Monday, 28 January 2013

HDB resale prices seen remaining stable

HDB resale prices remain stable

Even as prices of resale flats hit new peaks in the fourth quarter of 2012, consultants say that prices should remain stable in the coming year, following the seventh round of cooling measures.

The Housing & Development Board's (HDB) Resale Price Index rose 2.5 per cent over the previous quarter to breach the 200-point price-index mark to hit 202.9 in the fourth quarter, resulting in a 6.6 per cent increase in resale flat prices for the whole of 2012.

According to HDB's data, Bukit Merah had the highest median resale price for a five-room flat at $765,000; Queenstown fetched the highest median price for a four-room flat at $710,000.


While this drives resale prices to a fresh peak, the price hike seen last year is lower than the 14.1 per cent rise seen in 2010 and the 10.7 per cent hike in 2011, said HDB.

Consultants concur that the seventh round of cooling measures - which include permanent residents (PRs) having to raise an additional 5-7 per cent for ABSD, restrictions on the Mortgage Servicing Ratios (MSR), not allowing PRs to sublet their whole flat and requiring PRs to sell their flat after purchasing a private residential property in Singapore - will put a lid on price increases.

Eugene Lim, key executive officer at ERA Realty Network, said he expects prices to remain stable for now, and that prices will moderate once cash-over-valuation (COV) transactions moderate.

According to ERA Research, overall median COV rose 11.67 per cent quarter on quarter to hit $33,500 in the fourth quarter. The median COV for a five-room flat was $38,000, up 15.15 per cent from the previous quarter, while COV for a four-room flat rose 16.67 per cent to $35,000.

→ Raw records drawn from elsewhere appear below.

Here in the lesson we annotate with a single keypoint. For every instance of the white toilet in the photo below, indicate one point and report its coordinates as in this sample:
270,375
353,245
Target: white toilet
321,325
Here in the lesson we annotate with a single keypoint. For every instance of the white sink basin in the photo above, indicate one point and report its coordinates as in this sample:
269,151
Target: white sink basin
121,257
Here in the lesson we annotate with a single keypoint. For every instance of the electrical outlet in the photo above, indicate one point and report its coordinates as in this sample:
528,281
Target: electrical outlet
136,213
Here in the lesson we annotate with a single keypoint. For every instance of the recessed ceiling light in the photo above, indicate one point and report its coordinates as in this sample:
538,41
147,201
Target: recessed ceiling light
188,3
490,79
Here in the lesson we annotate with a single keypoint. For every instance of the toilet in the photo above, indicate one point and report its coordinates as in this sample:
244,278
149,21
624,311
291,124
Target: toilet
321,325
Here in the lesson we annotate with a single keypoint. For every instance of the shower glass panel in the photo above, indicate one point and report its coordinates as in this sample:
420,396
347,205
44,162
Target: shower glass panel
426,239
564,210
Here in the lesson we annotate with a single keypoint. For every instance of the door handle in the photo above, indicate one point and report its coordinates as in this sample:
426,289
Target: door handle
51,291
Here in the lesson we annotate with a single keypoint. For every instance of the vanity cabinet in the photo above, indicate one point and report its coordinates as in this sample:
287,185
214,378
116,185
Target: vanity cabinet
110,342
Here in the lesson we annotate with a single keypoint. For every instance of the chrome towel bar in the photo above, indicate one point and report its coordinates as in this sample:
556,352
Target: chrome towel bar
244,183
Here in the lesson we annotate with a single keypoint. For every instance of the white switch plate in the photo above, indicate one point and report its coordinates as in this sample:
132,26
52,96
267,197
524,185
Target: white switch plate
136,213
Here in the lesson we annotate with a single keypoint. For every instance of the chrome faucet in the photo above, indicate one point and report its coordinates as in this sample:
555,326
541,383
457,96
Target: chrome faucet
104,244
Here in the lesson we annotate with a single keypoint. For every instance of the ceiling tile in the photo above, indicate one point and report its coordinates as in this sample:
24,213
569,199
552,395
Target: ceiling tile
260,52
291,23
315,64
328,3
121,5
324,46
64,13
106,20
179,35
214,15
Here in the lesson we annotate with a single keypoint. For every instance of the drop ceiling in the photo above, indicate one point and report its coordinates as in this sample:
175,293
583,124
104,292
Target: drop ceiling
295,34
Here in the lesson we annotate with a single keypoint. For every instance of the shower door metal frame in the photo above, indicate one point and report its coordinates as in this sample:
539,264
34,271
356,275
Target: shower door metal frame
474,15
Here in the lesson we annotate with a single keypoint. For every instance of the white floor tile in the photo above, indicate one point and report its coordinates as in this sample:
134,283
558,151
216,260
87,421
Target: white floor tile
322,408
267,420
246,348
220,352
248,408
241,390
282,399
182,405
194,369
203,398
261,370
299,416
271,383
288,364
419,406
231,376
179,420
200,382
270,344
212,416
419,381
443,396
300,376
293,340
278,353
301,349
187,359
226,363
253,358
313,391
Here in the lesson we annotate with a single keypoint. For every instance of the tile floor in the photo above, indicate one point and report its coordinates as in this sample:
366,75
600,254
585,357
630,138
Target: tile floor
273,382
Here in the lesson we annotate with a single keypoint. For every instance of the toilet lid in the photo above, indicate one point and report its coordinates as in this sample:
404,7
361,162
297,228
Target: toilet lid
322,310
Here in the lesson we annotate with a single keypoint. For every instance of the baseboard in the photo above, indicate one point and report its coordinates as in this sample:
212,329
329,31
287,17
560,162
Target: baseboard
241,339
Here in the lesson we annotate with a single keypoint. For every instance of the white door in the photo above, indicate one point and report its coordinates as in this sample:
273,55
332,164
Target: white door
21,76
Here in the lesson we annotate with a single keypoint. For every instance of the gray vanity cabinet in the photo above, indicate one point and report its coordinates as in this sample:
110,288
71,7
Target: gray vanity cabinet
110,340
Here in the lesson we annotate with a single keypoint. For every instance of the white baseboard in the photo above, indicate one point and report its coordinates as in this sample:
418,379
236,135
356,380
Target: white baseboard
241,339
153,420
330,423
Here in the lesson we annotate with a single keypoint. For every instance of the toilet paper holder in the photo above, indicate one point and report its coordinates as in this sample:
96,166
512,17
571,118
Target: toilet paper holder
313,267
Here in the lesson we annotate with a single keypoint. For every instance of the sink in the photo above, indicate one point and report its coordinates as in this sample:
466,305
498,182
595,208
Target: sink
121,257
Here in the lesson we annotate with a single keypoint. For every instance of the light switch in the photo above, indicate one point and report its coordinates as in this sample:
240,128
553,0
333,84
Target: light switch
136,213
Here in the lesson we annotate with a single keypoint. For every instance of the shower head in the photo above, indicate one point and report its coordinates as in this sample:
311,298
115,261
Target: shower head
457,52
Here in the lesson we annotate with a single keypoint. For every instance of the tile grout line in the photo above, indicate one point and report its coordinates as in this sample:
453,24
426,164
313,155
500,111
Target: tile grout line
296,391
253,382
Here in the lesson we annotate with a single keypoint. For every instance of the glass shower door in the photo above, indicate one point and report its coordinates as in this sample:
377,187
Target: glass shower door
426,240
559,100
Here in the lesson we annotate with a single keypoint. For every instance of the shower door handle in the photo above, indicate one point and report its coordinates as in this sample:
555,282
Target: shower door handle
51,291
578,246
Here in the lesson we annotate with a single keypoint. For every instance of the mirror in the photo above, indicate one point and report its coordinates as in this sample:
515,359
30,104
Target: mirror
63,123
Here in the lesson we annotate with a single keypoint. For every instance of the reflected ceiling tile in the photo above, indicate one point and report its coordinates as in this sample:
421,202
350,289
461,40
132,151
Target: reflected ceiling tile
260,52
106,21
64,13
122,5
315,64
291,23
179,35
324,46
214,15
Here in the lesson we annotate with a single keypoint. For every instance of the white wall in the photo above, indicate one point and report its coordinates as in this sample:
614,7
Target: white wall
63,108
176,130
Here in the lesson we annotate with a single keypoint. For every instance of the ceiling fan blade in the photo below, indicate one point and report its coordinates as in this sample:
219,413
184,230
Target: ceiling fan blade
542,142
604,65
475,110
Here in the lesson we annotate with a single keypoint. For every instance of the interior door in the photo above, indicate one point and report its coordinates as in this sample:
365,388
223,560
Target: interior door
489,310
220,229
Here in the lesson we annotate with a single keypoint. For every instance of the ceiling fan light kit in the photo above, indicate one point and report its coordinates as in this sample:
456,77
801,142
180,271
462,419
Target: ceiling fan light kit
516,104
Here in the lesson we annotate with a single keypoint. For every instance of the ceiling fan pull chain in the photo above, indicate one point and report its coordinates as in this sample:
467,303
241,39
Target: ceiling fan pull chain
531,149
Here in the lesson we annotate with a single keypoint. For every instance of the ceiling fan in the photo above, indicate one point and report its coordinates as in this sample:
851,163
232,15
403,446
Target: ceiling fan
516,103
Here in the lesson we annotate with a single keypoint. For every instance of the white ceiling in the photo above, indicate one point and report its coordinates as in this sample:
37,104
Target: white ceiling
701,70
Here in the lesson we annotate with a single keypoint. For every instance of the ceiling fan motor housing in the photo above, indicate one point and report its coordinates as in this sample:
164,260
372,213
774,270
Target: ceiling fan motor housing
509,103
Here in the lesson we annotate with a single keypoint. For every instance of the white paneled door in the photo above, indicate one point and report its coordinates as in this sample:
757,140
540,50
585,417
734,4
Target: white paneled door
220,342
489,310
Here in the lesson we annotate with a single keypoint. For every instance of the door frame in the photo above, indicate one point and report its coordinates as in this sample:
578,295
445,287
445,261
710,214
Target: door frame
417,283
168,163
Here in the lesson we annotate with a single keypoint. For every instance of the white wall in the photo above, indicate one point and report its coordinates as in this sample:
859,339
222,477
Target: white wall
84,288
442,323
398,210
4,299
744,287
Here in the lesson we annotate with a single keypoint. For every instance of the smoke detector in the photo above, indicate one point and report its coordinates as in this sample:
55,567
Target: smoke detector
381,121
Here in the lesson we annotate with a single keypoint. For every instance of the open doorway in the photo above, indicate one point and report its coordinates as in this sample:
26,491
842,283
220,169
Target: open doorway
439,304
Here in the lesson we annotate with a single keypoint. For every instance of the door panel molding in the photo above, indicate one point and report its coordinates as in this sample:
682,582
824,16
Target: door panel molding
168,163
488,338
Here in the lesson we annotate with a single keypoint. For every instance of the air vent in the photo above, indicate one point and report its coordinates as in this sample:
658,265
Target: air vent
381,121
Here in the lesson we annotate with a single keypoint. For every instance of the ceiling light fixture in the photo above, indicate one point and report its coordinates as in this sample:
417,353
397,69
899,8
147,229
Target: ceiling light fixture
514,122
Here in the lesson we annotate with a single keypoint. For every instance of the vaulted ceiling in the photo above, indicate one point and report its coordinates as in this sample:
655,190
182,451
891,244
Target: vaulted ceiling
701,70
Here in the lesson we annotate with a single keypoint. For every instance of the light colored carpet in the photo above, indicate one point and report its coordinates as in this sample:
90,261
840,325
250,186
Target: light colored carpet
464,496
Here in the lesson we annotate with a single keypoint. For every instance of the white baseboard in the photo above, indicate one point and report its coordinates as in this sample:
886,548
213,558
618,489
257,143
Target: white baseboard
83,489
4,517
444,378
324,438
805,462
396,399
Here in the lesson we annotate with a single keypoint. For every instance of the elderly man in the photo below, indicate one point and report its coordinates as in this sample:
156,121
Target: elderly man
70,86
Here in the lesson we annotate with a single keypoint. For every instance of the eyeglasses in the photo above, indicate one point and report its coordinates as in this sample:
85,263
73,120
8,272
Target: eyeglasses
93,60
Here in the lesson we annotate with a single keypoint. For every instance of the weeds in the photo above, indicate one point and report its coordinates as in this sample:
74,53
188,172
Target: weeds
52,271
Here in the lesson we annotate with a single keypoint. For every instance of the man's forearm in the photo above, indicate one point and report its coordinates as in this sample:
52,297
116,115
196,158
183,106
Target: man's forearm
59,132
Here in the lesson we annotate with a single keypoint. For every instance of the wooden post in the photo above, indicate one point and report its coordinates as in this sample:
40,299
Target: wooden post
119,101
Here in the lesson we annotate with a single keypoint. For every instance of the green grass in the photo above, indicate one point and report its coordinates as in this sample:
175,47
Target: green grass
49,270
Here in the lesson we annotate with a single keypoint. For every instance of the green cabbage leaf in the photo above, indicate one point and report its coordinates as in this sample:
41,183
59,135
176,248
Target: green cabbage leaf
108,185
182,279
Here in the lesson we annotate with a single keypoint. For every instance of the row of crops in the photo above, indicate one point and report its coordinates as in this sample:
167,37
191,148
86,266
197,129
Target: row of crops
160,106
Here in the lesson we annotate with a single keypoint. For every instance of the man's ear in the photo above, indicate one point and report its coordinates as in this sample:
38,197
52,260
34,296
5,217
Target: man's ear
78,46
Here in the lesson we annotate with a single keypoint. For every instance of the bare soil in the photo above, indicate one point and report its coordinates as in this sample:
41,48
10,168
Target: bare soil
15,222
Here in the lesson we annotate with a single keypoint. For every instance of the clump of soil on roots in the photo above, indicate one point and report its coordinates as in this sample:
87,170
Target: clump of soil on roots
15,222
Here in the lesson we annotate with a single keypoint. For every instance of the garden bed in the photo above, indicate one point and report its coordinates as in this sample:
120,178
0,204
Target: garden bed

Resale transactions in the fourth quarter fell by about 14 per cent, from 6,560 cases in the third quarter to 5,631. For the full year of 2012, the total number of resale transactions was 25,094, a slight increase of about 2 per cent over 2011.

HDB said the cooling measures announced by the government on Jan 11 will help to moderate demand for HDB flats and stabilise resale prices.

In addition, some 110,000 new flats will also be completed in the coming years. "HDB has ramped up its Build-To-Order (BTO) supply significantly over the past few years and we will keep up the pace of new flat supply into 2013. Coupled with the new cooling measures, this will help keep public housing affordable for Singaporeans," said HDB in a statement.

It plans to launch at least 23,000 BTO flats this year. The first batch of 3,346 BTO flats in Ang Mo Kio, Choa Chu Kang, Hougang, Kallang/Whampoa, Tampines and Yishun will be offered for sale later this month.